I'll have to buy her an engagement ring, he thought. He'd never done that before; he didn't even know how to make such a purchase. He knew they cost thousands of dollars, though, so at least he knew something. What was the procedure? Should he buy the ring on his own, and give it to her when he proposed? Or should he propose first, and then let her pick out her own ring? I don't even know her ring size, he thought. And then he thought: I don't even know if she'll say yes...
That didn't matter, though. Follow your heart, he thought. In these times, in truth, what else was there to follow? Social trends? Politics? Material? No, none of that was real. There was only love.
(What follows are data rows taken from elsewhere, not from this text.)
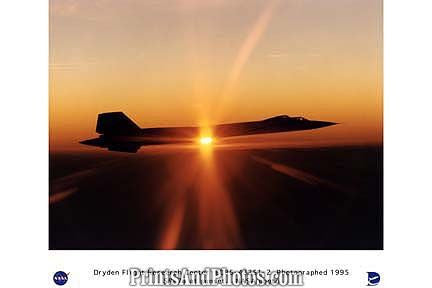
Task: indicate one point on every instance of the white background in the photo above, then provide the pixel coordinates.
(26, 261)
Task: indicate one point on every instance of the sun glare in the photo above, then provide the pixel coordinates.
(206, 140)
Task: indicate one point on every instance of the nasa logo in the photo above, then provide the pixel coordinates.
(373, 278)
(60, 278)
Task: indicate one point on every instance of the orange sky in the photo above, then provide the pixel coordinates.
(184, 62)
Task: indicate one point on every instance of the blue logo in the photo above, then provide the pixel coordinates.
(60, 278)
(373, 278)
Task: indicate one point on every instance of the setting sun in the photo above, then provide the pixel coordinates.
(206, 140)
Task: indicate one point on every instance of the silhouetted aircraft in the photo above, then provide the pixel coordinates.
(120, 133)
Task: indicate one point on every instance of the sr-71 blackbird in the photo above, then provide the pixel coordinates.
(120, 133)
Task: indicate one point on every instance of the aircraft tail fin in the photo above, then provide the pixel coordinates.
(116, 123)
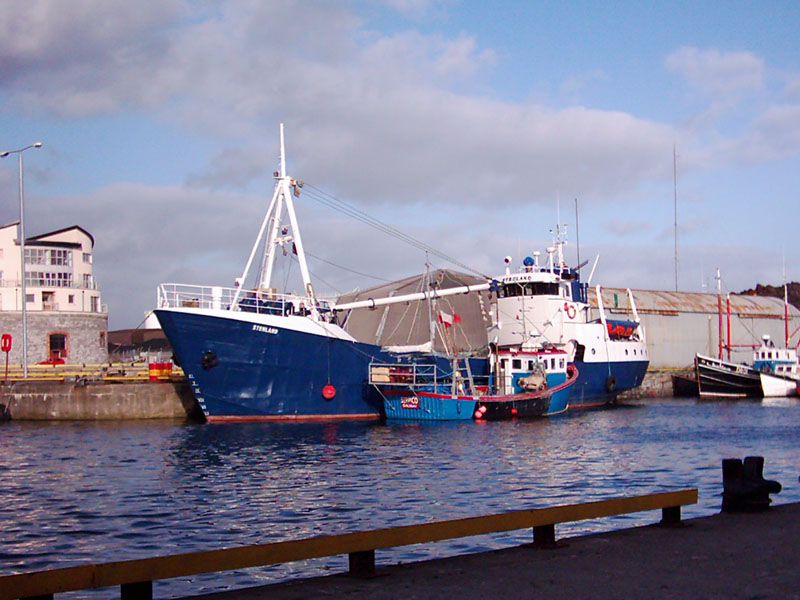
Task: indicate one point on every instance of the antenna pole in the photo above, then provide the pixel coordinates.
(577, 233)
(675, 202)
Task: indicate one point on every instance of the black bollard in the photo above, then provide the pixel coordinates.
(744, 487)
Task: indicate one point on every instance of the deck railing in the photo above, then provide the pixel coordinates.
(175, 295)
(135, 577)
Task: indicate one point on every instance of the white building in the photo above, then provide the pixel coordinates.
(66, 319)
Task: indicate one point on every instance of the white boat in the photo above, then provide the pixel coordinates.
(778, 369)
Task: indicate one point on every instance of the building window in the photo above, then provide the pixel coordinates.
(46, 279)
(41, 256)
(57, 345)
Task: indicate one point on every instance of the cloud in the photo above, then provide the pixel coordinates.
(717, 73)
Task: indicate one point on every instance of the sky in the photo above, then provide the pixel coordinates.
(473, 127)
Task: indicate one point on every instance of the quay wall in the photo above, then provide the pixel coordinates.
(657, 384)
(66, 401)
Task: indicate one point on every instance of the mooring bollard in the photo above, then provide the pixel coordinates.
(743, 485)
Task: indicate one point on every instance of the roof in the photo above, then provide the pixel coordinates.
(57, 231)
(671, 303)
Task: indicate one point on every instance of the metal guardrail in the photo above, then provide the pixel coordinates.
(135, 577)
(113, 372)
(175, 295)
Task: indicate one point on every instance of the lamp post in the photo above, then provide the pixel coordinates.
(22, 253)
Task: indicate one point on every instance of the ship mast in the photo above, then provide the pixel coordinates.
(279, 234)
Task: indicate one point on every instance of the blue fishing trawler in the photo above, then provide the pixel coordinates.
(252, 353)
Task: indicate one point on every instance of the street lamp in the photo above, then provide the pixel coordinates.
(22, 253)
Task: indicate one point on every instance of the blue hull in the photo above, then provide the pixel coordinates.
(424, 408)
(279, 374)
(600, 383)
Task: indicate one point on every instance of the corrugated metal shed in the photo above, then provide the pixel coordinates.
(680, 324)
(677, 324)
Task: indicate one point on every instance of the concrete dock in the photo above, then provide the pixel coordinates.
(726, 556)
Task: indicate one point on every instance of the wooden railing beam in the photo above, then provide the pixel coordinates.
(135, 575)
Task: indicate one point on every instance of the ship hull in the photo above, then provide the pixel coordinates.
(721, 379)
(260, 369)
(599, 383)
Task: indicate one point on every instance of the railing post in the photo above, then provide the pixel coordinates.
(671, 515)
(362, 564)
(544, 536)
(141, 590)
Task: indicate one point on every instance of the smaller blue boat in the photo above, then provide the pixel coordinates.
(521, 384)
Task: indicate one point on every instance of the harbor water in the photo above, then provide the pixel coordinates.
(76, 493)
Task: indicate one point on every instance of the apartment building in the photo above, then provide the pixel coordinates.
(66, 319)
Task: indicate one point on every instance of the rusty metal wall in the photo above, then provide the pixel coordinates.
(680, 324)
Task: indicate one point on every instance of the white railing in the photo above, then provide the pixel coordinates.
(178, 295)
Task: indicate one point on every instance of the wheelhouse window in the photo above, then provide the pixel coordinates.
(531, 288)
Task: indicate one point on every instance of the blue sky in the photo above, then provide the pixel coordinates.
(464, 124)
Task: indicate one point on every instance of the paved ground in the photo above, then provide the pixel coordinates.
(726, 556)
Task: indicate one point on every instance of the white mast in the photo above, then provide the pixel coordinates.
(285, 188)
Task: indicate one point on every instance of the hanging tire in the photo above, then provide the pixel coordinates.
(209, 360)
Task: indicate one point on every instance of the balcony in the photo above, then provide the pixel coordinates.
(38, 283)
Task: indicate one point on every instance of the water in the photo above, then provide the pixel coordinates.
(73, 493)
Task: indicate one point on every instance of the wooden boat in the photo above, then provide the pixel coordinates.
(722, 379)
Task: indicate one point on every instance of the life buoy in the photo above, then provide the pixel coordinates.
(570, 310)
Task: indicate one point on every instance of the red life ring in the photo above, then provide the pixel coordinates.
(570, 310)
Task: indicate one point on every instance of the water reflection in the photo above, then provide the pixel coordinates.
(81, 492)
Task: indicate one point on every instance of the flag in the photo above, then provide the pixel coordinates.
(447, 319)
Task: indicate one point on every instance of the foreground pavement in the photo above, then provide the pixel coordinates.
(751, 556)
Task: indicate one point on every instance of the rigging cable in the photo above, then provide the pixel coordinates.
(355, 213)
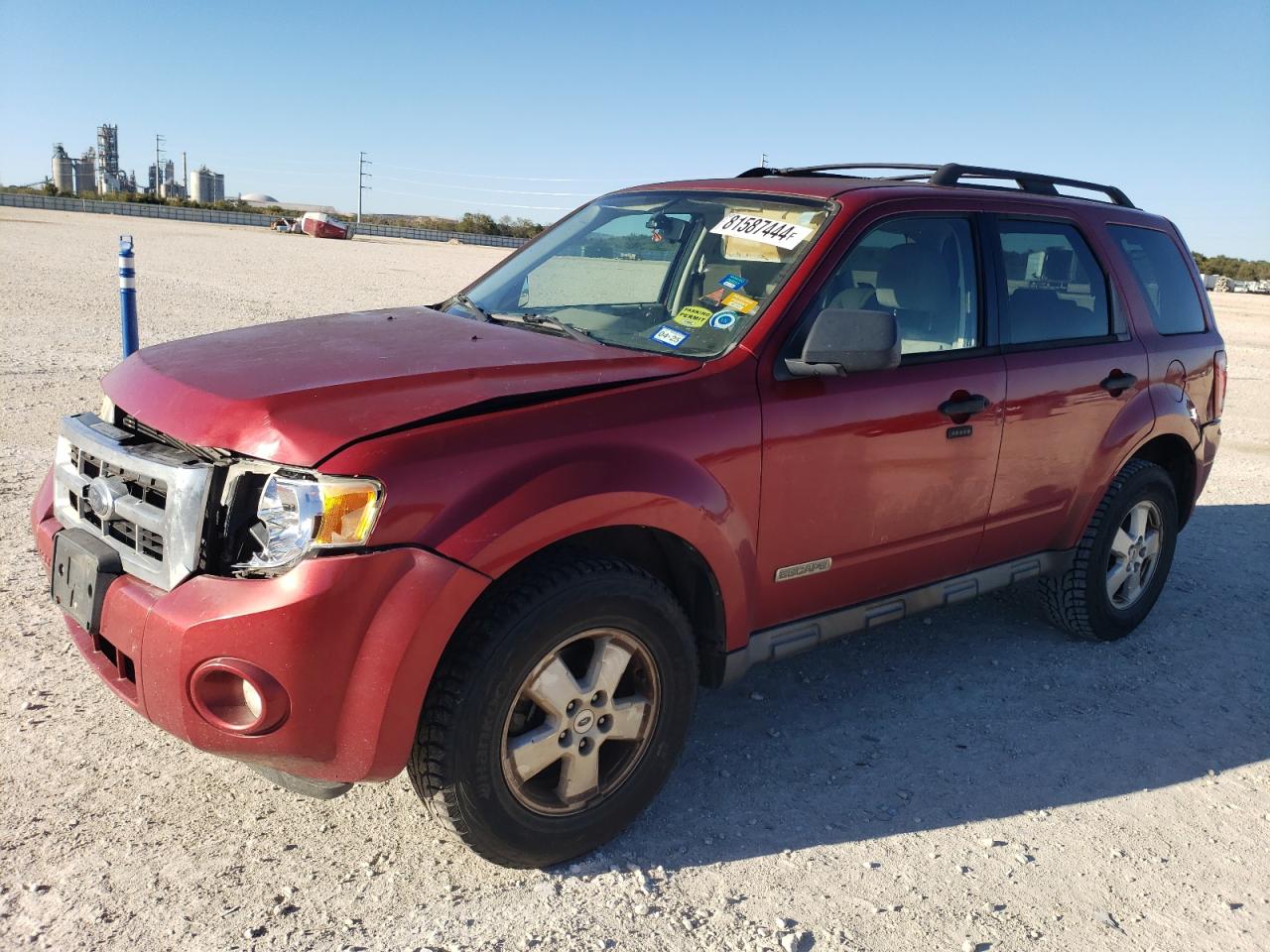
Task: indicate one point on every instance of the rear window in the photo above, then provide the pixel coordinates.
(1164, 277)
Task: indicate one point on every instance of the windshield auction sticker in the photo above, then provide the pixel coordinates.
(763, 230)
(670, 335)
(693, 316)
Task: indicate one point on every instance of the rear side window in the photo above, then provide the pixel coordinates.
(1056, 290)
(1164, 277)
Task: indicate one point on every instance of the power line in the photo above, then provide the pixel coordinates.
(362, 176)
(465, 200)
(474, 176)
(495, 190)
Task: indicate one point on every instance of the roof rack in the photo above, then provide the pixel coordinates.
(949, 175)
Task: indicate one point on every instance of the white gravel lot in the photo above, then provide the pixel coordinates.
(971, 780)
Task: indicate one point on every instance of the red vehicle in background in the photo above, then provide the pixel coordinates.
(502, 540)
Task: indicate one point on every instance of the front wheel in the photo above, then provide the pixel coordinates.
(558, 712)
(1123, 558)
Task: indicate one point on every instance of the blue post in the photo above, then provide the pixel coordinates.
(127, 295)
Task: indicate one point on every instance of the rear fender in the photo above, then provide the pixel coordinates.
(1118, 449)
(1129, 430)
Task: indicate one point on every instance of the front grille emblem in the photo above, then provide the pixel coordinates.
(102, 495)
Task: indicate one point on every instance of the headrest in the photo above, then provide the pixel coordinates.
(913, 278)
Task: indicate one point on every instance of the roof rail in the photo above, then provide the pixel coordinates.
(952, 175)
Am I being unrealistic? he wondered. Am I rushing things? And what of the timing? Was this the optimum time to make his proposal? Haunted afresh now by the memory of her uncle's sexual abuse? Bulldogged and spied upon by police? Harassed by a psychotic killer? No, by all intents, it probably wasn't the optimum time, but that didn't matter, either. What he felt in his heart could only be made true by his own concurrence of self. Time was always now.
The moment...is now. And if it isn't now, then it's false. It's ashes. It's dust.
It's settled, he concluded. His long hair wavered in his eyes as he gazed off the high balcony.
Today I'll price engagement rings.
The poem was done. He'd written it dozens of times in the past two days. He'd honed it, crafting and
recrafting, structuring and restructuring. He'd spent an hour deliberating over the placement of a comma, and another hour removing it. There came a point in the revision process when the work could be embellished no further. Minutes ago, Maxwell had reached that point. The poem was as good as he'd ever be able to make it. The poem was done.
He remained gazing off the balcony a while longer, to clear his brain of the wringing muse. Then he went back in. The platen pawl clicked when he rolled the poem from the typewriter. He read it a final time, then nodded.